Japan was really backward in gender roles and all that stuff, and while in Japan, I built up what and how I though America was superior to Japan in women's lib. Boy was I crushed when I cam back to America and took a new look. It was as if nothing was as I remembered it. America, while still better than Japan, really has a lot to do before it can match up to my standards. And imagine my surprise by the passion this mental inequality awoke in me. America's going to get better--and I'm going to help, one person at a time.

Another thing that's awoken a passion in me is the discrimination I received in Japan. I was a foreigner, and thus subhuman to most Japanese who didn't know me (and even some of the ones who did!). But when I brought this up with my Japanese host family, they pish-poshed me, saying that Japan didn't have discrimination (this was brought up during a conversation about discrimination in America, to which I responded, "It's kinda like the way they treat foreigners in Japan," to my host family's dismay). Coming back and taking another look, it's kinda horrifying to see how most every TV show is about some straight, white, cisgender person with backup or background characters being shallow stereotypes of minorities, with not much character development.
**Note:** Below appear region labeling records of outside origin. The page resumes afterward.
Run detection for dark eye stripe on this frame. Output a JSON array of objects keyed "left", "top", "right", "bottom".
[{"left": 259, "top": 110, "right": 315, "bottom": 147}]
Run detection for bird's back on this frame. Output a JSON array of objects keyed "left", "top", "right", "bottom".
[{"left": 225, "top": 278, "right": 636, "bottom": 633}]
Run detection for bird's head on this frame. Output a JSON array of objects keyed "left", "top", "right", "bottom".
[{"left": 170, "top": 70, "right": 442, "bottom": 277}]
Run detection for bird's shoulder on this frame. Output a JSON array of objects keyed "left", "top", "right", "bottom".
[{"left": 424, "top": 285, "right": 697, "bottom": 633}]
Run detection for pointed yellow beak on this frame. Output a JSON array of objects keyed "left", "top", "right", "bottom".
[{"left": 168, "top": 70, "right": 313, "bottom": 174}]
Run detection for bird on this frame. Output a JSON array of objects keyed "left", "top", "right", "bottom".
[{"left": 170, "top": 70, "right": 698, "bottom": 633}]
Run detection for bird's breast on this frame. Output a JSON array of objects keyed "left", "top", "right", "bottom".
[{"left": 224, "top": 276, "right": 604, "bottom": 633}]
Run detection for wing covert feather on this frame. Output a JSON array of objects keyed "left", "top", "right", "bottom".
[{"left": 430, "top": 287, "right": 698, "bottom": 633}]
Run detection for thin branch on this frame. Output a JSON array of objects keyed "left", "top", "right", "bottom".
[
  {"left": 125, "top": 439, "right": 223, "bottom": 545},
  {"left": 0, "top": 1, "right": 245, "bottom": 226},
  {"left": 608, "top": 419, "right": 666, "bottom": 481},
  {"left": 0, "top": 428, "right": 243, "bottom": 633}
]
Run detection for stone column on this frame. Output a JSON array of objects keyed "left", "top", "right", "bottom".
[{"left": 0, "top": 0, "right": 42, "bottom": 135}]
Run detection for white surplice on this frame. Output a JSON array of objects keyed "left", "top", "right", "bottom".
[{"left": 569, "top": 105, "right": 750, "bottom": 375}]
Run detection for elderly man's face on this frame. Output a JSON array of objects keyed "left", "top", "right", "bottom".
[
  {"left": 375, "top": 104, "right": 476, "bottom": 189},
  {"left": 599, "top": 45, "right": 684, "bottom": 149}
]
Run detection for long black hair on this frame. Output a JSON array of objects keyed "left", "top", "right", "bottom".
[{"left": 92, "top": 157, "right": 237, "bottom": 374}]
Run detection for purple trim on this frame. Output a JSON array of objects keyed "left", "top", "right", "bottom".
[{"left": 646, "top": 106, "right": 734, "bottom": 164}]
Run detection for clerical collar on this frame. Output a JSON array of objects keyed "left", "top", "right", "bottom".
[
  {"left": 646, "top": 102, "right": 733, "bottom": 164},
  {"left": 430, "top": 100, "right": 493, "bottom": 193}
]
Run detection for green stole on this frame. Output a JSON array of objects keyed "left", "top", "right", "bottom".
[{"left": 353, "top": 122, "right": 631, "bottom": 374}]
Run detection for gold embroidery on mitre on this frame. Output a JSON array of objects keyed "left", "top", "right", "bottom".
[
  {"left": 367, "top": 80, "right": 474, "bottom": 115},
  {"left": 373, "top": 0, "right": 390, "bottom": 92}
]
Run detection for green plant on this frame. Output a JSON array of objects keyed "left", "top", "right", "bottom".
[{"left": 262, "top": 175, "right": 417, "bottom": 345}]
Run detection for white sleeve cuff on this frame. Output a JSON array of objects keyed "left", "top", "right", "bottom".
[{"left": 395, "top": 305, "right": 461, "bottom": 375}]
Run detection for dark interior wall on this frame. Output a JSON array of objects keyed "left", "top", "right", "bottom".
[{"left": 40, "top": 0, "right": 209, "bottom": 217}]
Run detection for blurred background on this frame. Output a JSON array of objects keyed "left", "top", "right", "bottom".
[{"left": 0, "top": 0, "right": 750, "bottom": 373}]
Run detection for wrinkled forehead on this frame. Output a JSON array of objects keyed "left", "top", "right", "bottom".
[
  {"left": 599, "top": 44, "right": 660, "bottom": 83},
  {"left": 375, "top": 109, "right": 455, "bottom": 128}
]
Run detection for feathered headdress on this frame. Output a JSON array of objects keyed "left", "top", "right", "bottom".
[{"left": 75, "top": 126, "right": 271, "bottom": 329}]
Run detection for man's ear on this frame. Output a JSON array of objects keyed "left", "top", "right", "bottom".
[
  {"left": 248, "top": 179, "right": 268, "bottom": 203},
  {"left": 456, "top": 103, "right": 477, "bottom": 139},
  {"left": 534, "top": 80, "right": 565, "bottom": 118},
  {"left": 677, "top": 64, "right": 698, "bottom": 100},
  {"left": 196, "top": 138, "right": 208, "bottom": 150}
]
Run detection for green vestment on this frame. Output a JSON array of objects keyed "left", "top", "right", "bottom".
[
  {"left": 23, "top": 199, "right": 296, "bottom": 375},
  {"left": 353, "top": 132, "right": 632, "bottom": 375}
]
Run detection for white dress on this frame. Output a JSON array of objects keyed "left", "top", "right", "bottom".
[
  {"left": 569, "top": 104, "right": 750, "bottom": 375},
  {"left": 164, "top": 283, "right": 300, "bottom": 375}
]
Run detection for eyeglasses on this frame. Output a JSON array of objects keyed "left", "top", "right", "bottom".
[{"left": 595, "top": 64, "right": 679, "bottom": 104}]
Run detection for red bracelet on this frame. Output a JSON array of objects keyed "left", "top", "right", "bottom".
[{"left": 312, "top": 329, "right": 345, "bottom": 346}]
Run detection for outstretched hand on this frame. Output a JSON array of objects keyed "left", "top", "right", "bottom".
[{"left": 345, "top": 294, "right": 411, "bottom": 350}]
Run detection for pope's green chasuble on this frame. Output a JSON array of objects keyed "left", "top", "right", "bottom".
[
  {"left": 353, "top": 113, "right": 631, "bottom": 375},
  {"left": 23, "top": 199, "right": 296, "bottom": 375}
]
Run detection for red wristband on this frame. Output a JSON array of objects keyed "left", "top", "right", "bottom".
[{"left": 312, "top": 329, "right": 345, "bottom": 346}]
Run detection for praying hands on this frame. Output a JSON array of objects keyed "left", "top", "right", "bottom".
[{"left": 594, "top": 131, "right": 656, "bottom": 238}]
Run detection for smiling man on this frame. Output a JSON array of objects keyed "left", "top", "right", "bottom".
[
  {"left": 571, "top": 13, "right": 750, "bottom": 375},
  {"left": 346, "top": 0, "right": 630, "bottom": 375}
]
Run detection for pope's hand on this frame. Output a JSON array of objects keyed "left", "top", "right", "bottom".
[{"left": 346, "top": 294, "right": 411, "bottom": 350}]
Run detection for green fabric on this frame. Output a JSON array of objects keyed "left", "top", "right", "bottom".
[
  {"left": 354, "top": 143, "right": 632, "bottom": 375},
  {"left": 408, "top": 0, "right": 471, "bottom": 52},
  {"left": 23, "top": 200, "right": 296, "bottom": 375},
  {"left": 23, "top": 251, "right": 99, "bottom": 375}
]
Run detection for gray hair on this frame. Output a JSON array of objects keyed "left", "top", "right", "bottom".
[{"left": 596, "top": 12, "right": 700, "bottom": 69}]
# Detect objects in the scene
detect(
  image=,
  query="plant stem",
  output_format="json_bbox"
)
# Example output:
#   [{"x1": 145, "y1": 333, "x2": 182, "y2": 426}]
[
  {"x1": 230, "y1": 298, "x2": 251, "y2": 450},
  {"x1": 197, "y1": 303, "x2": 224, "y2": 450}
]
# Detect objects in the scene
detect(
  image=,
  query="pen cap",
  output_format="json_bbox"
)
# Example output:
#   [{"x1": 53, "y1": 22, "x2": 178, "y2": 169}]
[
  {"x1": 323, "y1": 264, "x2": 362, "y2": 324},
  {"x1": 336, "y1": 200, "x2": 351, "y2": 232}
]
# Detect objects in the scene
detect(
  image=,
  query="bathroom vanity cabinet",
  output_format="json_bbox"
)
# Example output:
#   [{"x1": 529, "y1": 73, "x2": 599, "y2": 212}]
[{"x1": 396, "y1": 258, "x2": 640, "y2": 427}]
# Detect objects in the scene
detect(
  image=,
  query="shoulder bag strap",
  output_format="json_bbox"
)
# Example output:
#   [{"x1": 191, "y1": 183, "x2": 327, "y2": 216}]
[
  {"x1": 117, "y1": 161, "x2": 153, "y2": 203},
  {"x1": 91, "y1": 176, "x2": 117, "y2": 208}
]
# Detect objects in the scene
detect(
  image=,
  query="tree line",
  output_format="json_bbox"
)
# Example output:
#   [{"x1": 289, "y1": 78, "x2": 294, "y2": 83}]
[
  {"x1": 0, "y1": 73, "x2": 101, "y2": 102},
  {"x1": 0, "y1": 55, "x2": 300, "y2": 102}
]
After Japan, I feel I'm more sensitive to these types of matters and (despite fully knowing that others do not share my emotions or experiences), I still feel shocked (and a little hurt) when I point this stuff out to my friends and family and they just shrug it away as if it doesn't matter.

But I feel the crux of the matter to my reentry shock was that as soon as I came home (after my sleep escapade), I fell back into the regular routine I have been doing for the last four summers. Less than a week home, and I was already going back to work, to about the same job I was interning at last summer.

I'm not complaining about my job--it's really fun!--but I do feel almost as if my nine months in Japan was merely a dream and I've been just drudging along in America the entire time.

It's not a pretty feeling. It makes me feel all sick and twisted inside. It makes me feel as if I'm all alone.

Thank goodness for the invention of the internet and Skype then! I keep in contact with my friends, teachers, and host family and after talking to them, I do feel more connected.

I go back to college August 25, and I have to admit I'm looking forward to that. I will finally see all my friends and my beloved campus that I missed while in Japan. It will be my senior year and then I'll be...done.

It's a curious feeling to be almost at the end of one adventure and heading out towards a new one, but hey, I did it in Japan and I'll do it again...in America.